The Kidney and Hypertension: Lessons From Mouse Models

The pathogenesis of hypertension is multi-factorial, involving many of the systems contributing to blood pressure homeostasis including the vasculature, kidneys, central, and sympathetic nervous systems, along with various hormonal regulators. However, over the years, many studies have indicated a predominant importance of the kidney in blood pressure homeostasis and hypertension. This work has established the notion that the kidney is a key determinant of the chronic level of intra-arterial pressure playing a major role in the pathogenesis of hypertension. Therefore, this review will focus on recent work using genetically modified mouse models addressing the role of the kidney in hypertension. In particular, human genetic studies of Mendelian disorders with major impact on blood pressure homeostasis have provided powerful evidence for a role of the kidney in hypertension. Of the approximately 20 genes identified as causal in these disorders, virtually all have an effect on the control of solute transport in the kidney. As such, we have especially focused on generation of mouse models addressing the nature of these specific molecular defects in nephron function that produce an alteration in blood pressure.
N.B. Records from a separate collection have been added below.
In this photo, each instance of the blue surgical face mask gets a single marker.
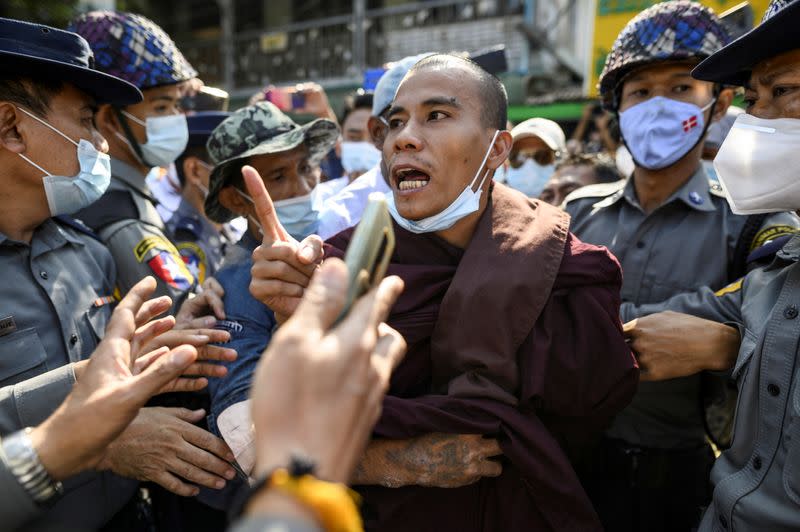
(167, 137)
(660, 131)
(68, 195)
(297, 215)
(465, 204)
(530, 178)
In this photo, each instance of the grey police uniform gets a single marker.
(757, 481)
(55, 302)
(126, 219)
(685, 244)
(200, 244)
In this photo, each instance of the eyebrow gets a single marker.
(768, 79)
(436, 101)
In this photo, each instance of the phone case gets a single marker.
(370, 250)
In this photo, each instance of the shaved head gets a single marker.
(494, 114)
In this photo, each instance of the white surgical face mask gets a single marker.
(758, 165)
(708, 166)
(529, 178)
(464, 205)
(359, 156)
(68, 195)
(660, 131)
(167, 137)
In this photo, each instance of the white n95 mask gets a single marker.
(68, 195)
(758, 165)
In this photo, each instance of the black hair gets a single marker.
(28, 87)
(191, 151)
(494, 112)
(604, 166)
(355, 101)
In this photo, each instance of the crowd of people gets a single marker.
(594, 333)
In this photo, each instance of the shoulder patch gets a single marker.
(599, 190)
(768, 234)
(165, 261)
(195, 259)
(731, 288)
(715, 189)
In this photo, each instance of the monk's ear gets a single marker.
(11, 137)
(500, 150)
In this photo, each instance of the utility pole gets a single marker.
(359, 35)
(228, 58)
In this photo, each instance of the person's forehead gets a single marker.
(529, 143)
(447, 82)
(266, 161)
(171, 92)
(768, 70)
(71, 98)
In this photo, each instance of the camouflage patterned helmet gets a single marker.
(667, 31)
(133, 48)
(259, 129)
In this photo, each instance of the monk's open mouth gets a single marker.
(409, 179)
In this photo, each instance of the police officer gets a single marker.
(141, 136)
(55, 298)
(673, 232)
(57, 291)
(757, 481)
(200, 242)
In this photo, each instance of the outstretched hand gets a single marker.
(110, 391)
(282, 267)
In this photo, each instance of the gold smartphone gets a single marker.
(370, 250)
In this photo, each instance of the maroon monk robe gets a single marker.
(516, 337)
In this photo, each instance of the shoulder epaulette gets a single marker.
(599, 190)
(77, 225)
(715, 189)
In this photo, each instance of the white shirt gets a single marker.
(344, 209)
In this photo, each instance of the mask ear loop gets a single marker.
(486, 171)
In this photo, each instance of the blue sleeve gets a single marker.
(250, 324)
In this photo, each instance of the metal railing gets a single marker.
(330, 49)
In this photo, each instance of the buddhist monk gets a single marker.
(516, 357)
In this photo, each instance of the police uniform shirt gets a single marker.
(126, 220)
(685, 244)
(55, 303)
(757, 481)
(55, 300)
(201, 246)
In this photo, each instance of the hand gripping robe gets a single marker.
(516, 337)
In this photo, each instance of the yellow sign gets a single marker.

Impact of Angiotensin Type 1A Receptors in Principal Cells of the Collecting Duct on Blood Pressure and Hypertension

The main actions of the renin–angiotensin system to control blood pressure (BP) are mediated by the angiotensin type 1 receptors (AT1Rs). The major murine AT1R isoform, AT1AR, is expressed throughout the nephron, including the collecting duct in both principal and intercalated cells. Principal cells play the major role in sodium and water reabsorption. Although aldosterone is considered to be the dominant regulator of sodium reabsorption by principal cells, recent studies suggest a role for direct actions of AT1R. To specifically examine the contributions of AT1AR in principal cells to BP regulation and the development of hypertension in vivo, we generated inbred 129/SvEv mice with deletion of AT1AR from principal cells (PCKO). At baseline, we found that BPs measured by radiotelemetry were similar between PCKOs and controls. During 1-week of low-salt diet (<0.02% NaCl), BPs fell significantly (P<0.05) and to a similar extent in both groups. On a high-salt (6% NaCl) diet, BP increased but was not different between groups. During the initial phase of angiotensin II–dependent hypertension, there was a modest but significant attenuation of hypertension in PCKOs (163±6 mm Hg) compared with controls (178±2 mm Hg; P<0.05) that was associated with enhanced natriuresis and decreased alpha epithelial sodium channel activation in the medulla of PCKOs. However, from day 9 onward, BPs were indistinguishable between groups. Although effects of AT1AR on baseline BP and adaptation to changes in dietary salt are negligible, our studies suggest that direct actions of AT1AR contribute to the initiation of hypertension and epithelial sodium channel activation.